As the story goes, Chicken Little gets hit on the head and declares the sky is falling.
Last spring, the Department of Labor passed new fiduciary regulations on the financial advisory business, and since then, there have been an untold number of articles written about the impact on advisors, the industry and consumers. Several of these have stated that:
- Trillions of dollars will saved in investor commissions because advisors will soon be held to a much stricter fiduciary standard that affects transactional incentives.
- Advisors will lose ½ of their revenue because what was a solid investment recommendation and seen as ‘suitable’ will soon be considered conflicted advice because it paid them commission.
- The industry is in turmoil as it attempts to figure out how to meet DoL regs, hold on to high-performing advisors and effectively make-up the assumed lost revenue.
The sky is falling?!?
I read Bank Investment Consultant at least 3 times a week. The publication and its editors/authors do a great job of keeping people connected to the industry in the loop on the latest changes, trends and thought leadership. Lee Conrad, Editor of Bank Investment Consultant, recently wrote an article titled: Bank Advisers: Prepare to Cut Your Book by Half
Here are a couple of excerpts from the article:
The fiduciary rule will require most bank advisors to trim their books of business to a much more manageable level. How much is really a guessing game at this point. But, for many advisors, especially those who have focused on transactional business, it will be significant.
This was just one of the discussions from our last Industry Leadership Forum in Denver. We hold these meetings in conjunction with Stathis Partners as small, invitation-only gatherings for industry execs to discuss the top issues on their radar screens.
So, how many clients can an advisor reasonably manage when they are acting in a fiduciary capacity? The numbers bandied about in our meeting were in the low hundreds: about 200 give or take.
How many clients do advisors really have? Consider some research we did earlier this year for our annual Top Program Managers ranking. In addition to asking each nominee how many advisors they had on their teams, we also asked how many households their teams served. We've never used those results until now, but the average was 750 client households per advisor.
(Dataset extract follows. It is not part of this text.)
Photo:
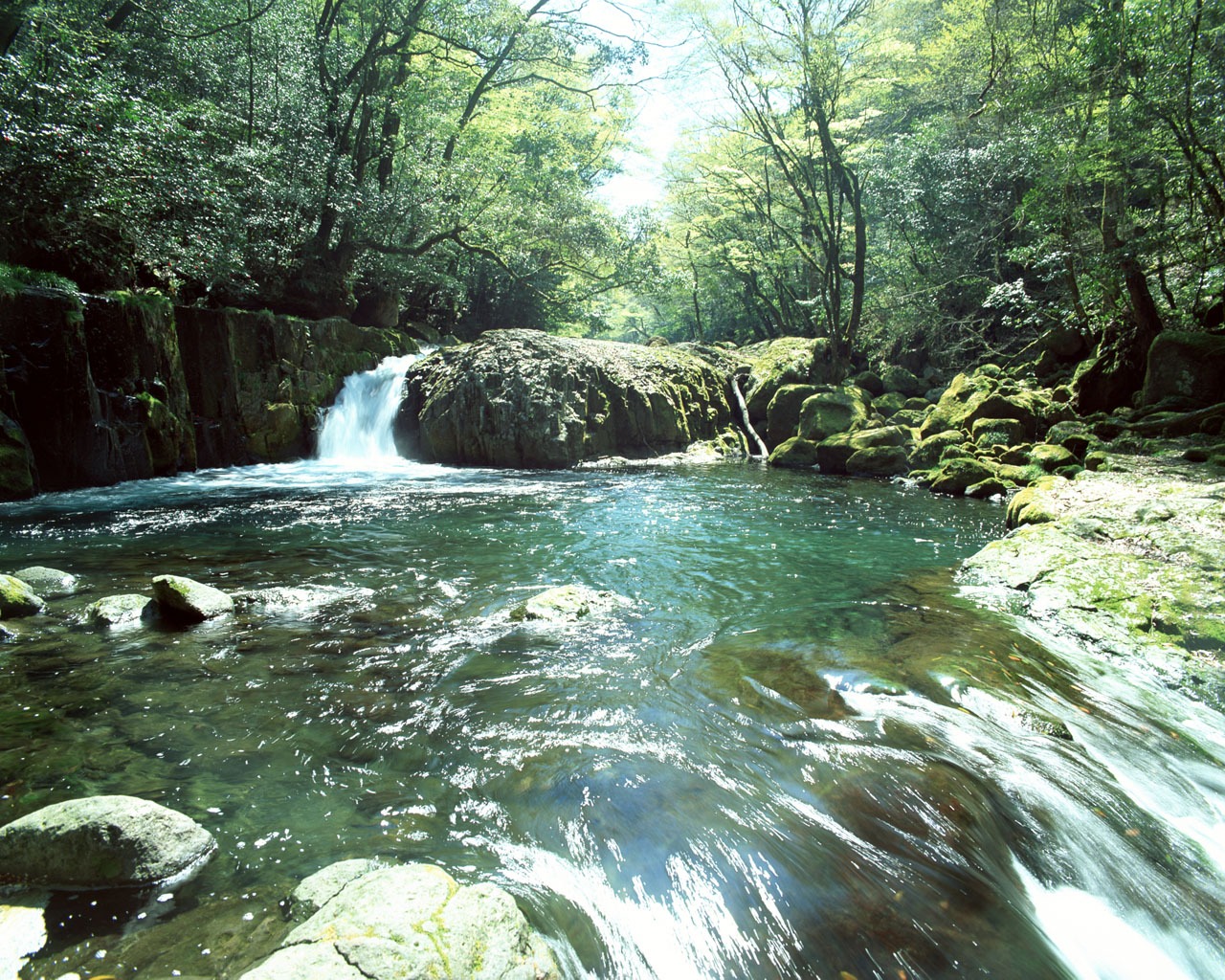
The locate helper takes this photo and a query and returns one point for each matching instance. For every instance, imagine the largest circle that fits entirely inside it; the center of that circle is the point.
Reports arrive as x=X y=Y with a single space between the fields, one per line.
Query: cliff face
x=96 y=390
The median was a bit lower--about 550--but many of the individual programs had well over 1,000 clients per advisor.
TEE-UP THE CROSS SELL
Here's one more assumption, on my part, that I feel pretty good about: Advisors don't want to lose too much of their pay. If they generated, say $200,000 in annual production in 2016 and next year they find themselves with a book of business that's been cut by half, the natural move for them will be to get more profit from each client. (Just how to segment a book was another discussion at our forum, which we'll write about in a future installment.)
So, here is the first thing you should keep in mind about Dol and its impact:
It’s easy to get caught in the DoL quicksand. Two friends of mine who also happen to be well -respected people in the industry, Michael Graham from Midwest Securities Trading Company and Kevin Mummau from CUSO, are not panicking. Actually, we all seem to agree that this is a great opportunity for advisors:
- The money hasn’t gone anywhere.
- Advisors that aren’t very good at really advising clients and struggle with “fiduciary” standards will leave the business.
- The solutions to the “problems of revenue loss” already exist: financial planning and risk management products.